How to Call With an Extension: A Complete Guide

Dialing a phone number with an extension trips people up more than it should — especially when you're calling from a smartphone, a VoIP system, or navigating an automated business phone tree. Here's how it actually works across different devices and scenarios.

What Is a Phone Extension?

A phone extension is a short internal number that routes your call to a specific person, department, or line within a larger phone system. When a company has one main number but dozens of employees, extensions let callers reach the right destination without needing a unique number for every desk.

Extensions are common in:

  • Corporate PBX systems (Private Branch Exchange — the internal switching hardware or software businesses use)
  • VoIP platforms like RingCentral, Zoom Phone, or Microsoft Teams
  • Auto-attendant systems that prompt you to "press 1 for sales, press 2 for support"

When you dial from outside the organization, you typically dial the main number first, wait for a prompt or connection, and then enter the extension.

How to Dial an Extension From a Smartphone 📱

Modern smartphones let you embed a pause or wait command directly into a phone number so the extension dials automatically — no manual input required mid-call.

The Two Methods: Pause vs. Wait

MethodSymbolHow It WorksBest For
Pause, (comma)Inserts a fixed ~2-second delay, then dials the extensionSystems with consistent timing
Wait; (semicolon)Pauses and waits for you to tap "Dial" before sending the extensionSystems with variable hold times

On iPhone:

  1. Open the Phone app and type the main number
  2. Press and hold the * key to insert a pause (,) or the # key to insert a wait (;)
  3. Type the extension digits after the symbol
  4. Example: 555-867-5309,204 or 555-867-5309;204

On Android:

  1. In the dialer, type the main number
  2. Tap the + or ... menu (varies by manufacturer) to find Add Pause or Add Wait
  3. Enter the extension digits
  4. The formatting looks the same: 555-867-5309,204

You can also save contacts with extensions built in using this format, so you never have to think about it again.

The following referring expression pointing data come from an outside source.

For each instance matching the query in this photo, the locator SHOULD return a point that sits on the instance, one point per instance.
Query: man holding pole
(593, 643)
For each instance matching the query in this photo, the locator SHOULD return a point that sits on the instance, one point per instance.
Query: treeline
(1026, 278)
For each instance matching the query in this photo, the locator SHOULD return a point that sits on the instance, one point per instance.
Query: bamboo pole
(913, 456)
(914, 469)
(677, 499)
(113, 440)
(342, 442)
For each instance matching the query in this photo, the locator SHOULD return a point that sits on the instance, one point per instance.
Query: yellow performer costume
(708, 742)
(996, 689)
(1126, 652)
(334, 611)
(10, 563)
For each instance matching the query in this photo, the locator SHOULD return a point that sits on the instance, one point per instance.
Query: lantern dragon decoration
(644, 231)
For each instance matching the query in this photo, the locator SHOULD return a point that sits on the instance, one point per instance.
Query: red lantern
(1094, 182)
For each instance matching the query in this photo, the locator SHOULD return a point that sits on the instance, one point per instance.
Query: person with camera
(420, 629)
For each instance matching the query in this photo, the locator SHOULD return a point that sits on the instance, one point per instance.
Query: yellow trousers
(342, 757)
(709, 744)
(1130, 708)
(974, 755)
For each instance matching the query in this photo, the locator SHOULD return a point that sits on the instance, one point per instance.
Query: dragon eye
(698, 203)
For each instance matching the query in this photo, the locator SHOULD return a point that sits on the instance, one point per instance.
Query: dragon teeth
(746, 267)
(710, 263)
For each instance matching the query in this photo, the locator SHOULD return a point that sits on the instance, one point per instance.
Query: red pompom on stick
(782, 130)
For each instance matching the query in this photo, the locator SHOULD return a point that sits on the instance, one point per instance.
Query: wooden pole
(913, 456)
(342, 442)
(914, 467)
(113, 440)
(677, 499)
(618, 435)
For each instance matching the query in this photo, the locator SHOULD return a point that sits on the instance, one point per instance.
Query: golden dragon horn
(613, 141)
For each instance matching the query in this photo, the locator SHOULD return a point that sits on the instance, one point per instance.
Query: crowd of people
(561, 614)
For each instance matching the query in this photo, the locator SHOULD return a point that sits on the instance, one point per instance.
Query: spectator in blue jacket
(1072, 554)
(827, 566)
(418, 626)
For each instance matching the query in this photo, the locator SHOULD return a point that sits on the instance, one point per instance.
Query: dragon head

Dialing Extensions From a Landline or Desk Phone

On a traditional landline or office desk phone, you simply:

  1. Dial the full main number
  2. Listen for the auto-attendant or dial tone
  3. Manually enter the extension when prompted

If the system answers with a live receptionist, you'd say "Extension 204, please" and they'll transfer you. If it's an automated system, wait for the prompt and key in the digits.

Some older PBX systems require a specific access code before the extension (such as dialing 0 first or waiting for a secondary tone), so the procedure can vary slightly depending on the organization.

How to Dial Extensions on VoIP and Softphone Apps 🖥️

VoIP platforms handle extensions a bit differently depending on whether you're calling internally or externally.

Internal calls (within the same organization or platform):

  • You typically dial the extension directly — no full phone number needed
  • Example: just dial 204 in your Teams or Zoom Phone app

External calls to a company with extensions:

  • Use the same pause/wait logic as a smartphone
  • Most softphone dialers accept commas and semicolons in the dial string
  • Some apps have a dedicated extension field in the contact card

If you're using a browser-based dialer or CRM with click-to-call, check whether the system supports extension fields natively — many do, allowing you to store the main number and extension separately and dial them as one action.

When Automatic Dialing Doesn't Work

A pause (,) assumes the system will be ready to receive digits after roughly 2 seconds. If that timing is off — because the hold music runs long or the auto-attendant is slow — the extension may fire before the system is listening. In those cases:

  • Switch to Wait (;) so you control the moment the extension dials
  • Add multiple commas (,,) to extend the delay (each comma adds ~2 seconds)
  • Enter the extension manually instead

Some systems don't accept DTMF tones (the touch-tone signals extensions rely on) at all, which means automated extension dialing simply won't work regardless of how you format the number.

Variables That Affect Your Experience

How smoothly this works depends on several factors that vary by setup:

  • The destination phone system — modern VoIP systems tend to be faster and more consistent; legacy PBX hardware can be unpredictable
  • Your device and OS version — the location of the pause/wait option and how it's labeled differs across Android manufacturers and iOS versions
  • Your carrier or VoIP provider — some introduce additional latency that can throw off timed pauses
  • Whether the system uses DTMF or speech recognition — speech-activated systems ("say or press your extension") don't respond to pre-programmed digit strings
  • Auto-attendant design — some systems expect extensions immediately; others play a full greeting before accepting input

For someone calling one number occasionally, manual entry is fine. For someone making dozens of calls daily through a CRM or softphone, getting the automation right — or choosing a platform that handles extensions natively — makes a real difference. Which approach makes sense depends entirely on your volume, workflow, and the systems on both ends of the call.